# My first attempt building a steam plant after reading Tubal Cain's books



## gus (Jun 2, 2010)

My first attempt was nearly a failure.Trade skills picked up during my apprentice days had to be re-acquired.
Silver brazing the boiler had to substituted by lead/tin soldier.

Initial attempts to fire up boiler to generate steam was futile.I had leaks in every department.

See foto taken after many reworks .
Engine plans came from the net.Boiler ideas from Tubal Cain ,UK


Gus,
calling from faraway Singapore.


----------



## SAM in LA (Jun 2, 2010)

Gus,

It looks like your setup puts out a lot of heat by the looks of the plastic storage containers in the background.

Tenacity seems to be a common link between all of us at one time or another.

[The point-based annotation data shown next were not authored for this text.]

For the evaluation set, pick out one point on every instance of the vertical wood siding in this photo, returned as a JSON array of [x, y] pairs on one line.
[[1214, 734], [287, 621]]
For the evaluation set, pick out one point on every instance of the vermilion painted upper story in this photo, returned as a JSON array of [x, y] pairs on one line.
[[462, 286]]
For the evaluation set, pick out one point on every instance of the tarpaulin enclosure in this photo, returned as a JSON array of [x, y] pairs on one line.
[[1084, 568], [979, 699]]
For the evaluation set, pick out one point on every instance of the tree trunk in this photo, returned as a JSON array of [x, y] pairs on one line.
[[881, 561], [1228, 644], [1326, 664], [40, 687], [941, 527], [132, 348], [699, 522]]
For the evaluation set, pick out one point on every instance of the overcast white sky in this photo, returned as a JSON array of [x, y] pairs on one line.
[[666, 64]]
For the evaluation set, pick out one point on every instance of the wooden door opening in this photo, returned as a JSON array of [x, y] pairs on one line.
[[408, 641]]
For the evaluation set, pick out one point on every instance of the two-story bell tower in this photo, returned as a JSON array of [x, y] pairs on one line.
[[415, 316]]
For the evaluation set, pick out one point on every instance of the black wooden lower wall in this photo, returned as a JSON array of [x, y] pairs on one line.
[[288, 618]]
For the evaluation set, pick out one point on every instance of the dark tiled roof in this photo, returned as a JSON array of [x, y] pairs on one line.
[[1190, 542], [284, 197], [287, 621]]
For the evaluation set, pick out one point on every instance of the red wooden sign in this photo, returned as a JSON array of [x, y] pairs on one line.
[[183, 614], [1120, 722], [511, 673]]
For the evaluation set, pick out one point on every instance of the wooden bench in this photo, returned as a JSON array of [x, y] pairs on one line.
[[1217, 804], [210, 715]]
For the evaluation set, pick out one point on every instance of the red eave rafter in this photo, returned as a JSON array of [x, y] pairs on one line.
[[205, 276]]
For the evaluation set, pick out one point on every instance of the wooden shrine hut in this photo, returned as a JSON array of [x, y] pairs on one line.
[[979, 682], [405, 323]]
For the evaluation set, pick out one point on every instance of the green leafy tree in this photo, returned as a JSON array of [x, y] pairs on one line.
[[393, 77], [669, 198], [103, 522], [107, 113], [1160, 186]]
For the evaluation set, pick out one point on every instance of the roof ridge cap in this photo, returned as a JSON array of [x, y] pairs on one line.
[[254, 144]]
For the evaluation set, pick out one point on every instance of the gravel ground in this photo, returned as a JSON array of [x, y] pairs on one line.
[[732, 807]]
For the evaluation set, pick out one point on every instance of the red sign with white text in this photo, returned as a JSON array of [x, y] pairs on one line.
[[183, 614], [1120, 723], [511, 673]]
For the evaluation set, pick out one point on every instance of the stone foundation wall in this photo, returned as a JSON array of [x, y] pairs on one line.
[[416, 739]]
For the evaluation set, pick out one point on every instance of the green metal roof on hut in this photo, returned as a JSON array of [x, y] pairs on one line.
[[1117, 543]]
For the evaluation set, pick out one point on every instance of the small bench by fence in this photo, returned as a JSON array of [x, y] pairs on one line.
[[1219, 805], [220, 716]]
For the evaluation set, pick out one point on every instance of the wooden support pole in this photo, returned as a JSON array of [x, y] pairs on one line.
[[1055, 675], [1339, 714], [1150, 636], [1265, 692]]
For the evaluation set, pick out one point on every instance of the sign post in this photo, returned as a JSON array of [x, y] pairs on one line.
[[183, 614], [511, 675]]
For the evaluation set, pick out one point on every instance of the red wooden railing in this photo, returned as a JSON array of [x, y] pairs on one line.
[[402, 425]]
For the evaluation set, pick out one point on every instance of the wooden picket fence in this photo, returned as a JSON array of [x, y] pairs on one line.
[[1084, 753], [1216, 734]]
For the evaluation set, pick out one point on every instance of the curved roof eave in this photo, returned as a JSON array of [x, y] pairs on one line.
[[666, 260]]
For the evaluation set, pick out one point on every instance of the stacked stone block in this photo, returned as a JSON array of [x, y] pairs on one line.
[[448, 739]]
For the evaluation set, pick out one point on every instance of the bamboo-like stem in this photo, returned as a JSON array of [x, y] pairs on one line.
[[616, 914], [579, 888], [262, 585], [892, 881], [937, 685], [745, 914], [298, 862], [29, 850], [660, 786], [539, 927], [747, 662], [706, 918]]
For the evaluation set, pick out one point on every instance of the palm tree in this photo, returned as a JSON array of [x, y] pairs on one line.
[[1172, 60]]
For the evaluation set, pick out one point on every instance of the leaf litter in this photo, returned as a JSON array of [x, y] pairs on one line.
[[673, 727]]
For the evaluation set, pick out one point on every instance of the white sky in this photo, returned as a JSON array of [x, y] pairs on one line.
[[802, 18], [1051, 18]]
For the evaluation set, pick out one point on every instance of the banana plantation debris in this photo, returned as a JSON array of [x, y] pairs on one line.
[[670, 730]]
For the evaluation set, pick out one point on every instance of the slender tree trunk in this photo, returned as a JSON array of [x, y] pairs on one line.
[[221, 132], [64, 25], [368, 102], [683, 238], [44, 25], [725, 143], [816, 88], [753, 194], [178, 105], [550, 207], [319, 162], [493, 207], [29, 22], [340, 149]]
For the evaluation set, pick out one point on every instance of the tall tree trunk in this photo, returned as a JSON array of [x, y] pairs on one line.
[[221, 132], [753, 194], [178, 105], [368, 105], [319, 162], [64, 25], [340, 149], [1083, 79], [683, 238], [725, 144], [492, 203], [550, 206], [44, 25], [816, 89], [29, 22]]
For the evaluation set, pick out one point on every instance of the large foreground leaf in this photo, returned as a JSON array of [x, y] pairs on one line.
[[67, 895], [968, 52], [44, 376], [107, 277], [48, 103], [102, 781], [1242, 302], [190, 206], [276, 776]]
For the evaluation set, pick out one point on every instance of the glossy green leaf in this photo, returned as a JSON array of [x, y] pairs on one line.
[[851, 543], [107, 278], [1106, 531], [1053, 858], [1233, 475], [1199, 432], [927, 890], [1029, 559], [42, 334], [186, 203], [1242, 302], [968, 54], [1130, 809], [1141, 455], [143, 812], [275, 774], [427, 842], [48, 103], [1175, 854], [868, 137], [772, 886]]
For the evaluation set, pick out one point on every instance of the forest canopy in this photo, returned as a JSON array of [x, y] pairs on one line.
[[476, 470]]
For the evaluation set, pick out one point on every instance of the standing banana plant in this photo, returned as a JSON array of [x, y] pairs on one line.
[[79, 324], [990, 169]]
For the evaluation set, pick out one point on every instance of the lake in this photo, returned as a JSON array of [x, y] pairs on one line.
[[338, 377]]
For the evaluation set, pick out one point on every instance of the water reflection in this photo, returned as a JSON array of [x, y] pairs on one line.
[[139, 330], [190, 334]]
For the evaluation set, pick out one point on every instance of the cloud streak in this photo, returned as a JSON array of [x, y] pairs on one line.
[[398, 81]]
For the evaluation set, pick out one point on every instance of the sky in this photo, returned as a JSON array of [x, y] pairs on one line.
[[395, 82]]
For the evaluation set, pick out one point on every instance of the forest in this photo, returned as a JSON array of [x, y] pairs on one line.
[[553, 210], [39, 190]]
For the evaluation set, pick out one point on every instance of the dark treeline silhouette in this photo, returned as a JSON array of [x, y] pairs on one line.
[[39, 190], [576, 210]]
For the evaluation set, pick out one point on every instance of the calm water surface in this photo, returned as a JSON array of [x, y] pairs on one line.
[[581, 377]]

Looking forward to seeing more of you builds.

SAM


----------



## gus (Jun 2, 2010)

You are right.The steam plant was walking away towards to plastic cabinet used to store mini screws.
Replaced same and was damaged by heat from a brazing torch.
Good news.
As a precaution,I put up a cover to prevent accidental damage to plastic cabinet when doing hot work.

Thanks for the encouragement.
Attached is the next generation.Parafin wax was too smoky and lacks fire power.I have gone to gas fired.
Gas burner idea came from "Steam trains in your garden".I used same burner with two other boilers. 
Having a workshop perched on the balcony is very restrictive to add on more machine tools.Aluminium is my favourite medium.I use aluminium sections and bars etc.

Gus,about to go to half day part time work to pay his many hobbies.


----------



## 90LX_Notch (Jun 2, 2010)

Gus,

Do you have more pictures of your engines and boilers?

Bob


----------



## gus (Jun 3, 2010)

Attached is my very first boiler.Read enough of Tubal Cain.So forming the ends was no big problem.Soft soldiering according Guru Tubal is not advisable.Tried and has castrophic results.

Boiler was done the way the ancient chinese build sailing junks-------------no drawing.This was the cause of disaster.Hand to rework/rebuild to get going.


----------